I guess you are talking about me. Here are some examples:
1) I'm a chemical engineering grad student. We just moved into a new building last July and had to move all the equipment along. The department decided to upgrade all the computer equipment in the labs (including the chemical engineering operations lab). Well each experiment is controlled by a computer - ISA is the king of cards to do this with. Each PCI card costs a bare minimum of $1000 (plus thousands more if that equipment needed extenders or adapters). Multiply that by 20 experiments and you get into the $100,000 range just because ISA was not available in any major OEM computer. So instead they switched to a whole new type of control that cost $188,000 for the one lab and they still have a full time employee working on software to get the stuff up and running with the new equipment.
2) A little known fact on how Windows works with cards is that ISA cards can be accessed at a much higher frequency. Suppose you wrote a program with a loop where you read/write from an ISA card. Even the slowest pentium computers can run that loop on an ISA card roughly 1 million times per second (note for reads the issue of a slow computer being able to store 1 million pieces of information per second is a problem though). Do the exact same thing with a PCI card - you'll get roughly 500 reads/writes on a slow Pentium and I can get up to 2000 reads/writes per second on a 1.7 GHz Xeon. At least for my work, that is a tremendous disadvantage that PCI has. It is a Windows problem, but drivers don't exist for Linux for the vast majority of industrial cards. Heck I'd be willing to write a program to run from DOS on a new computer (and I have in the past for specialized equipment) but I don't have a clue on how to access a PCI card from a DOS program (note: I'm not a trained programmer, so maybe there is a way).
3) About twice a month we get posts here from new people joining Anandtech specifically looking for ISA. So there are people out there desperately looking for it.

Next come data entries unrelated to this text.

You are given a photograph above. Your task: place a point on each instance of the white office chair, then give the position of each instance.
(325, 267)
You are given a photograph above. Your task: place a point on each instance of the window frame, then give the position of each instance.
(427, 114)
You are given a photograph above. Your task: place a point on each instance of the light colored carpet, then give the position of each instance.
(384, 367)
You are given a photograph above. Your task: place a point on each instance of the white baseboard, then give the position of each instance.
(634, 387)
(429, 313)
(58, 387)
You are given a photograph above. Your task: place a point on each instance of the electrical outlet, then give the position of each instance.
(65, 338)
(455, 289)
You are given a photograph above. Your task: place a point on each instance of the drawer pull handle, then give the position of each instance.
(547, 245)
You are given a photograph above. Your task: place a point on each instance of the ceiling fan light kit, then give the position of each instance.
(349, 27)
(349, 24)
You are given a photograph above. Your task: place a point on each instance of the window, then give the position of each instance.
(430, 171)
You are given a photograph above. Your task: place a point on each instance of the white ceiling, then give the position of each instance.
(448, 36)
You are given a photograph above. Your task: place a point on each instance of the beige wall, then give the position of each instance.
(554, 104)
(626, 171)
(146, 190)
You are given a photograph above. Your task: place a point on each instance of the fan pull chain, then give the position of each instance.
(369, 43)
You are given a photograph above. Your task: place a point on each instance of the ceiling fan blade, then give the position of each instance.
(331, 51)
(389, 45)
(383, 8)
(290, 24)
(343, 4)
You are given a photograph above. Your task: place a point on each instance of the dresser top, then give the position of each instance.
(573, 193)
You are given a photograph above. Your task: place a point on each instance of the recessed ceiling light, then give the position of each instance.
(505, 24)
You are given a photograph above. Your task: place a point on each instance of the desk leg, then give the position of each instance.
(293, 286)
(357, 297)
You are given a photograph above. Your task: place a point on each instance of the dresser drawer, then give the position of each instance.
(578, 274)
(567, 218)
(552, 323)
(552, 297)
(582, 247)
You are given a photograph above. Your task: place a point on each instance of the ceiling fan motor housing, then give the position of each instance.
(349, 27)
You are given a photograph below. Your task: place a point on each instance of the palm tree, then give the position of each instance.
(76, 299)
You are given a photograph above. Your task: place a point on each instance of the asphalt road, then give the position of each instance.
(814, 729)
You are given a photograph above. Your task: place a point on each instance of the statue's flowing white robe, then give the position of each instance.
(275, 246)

The most recent one was some sort of mechanic wanting ISA on a notebook (which is certainly not going to happen).
4) Here are some links to ISA products from companies that are better performing or far cheaper but I cannot use and must settle for PCI:
Keithley (which is where I got the 2000 vs 1 million numbers),
National Instruments, and
Ocean Optics (which has an ISA card that does its job in 5 milliseconds versus an external USB card that takes 13 milliseconds).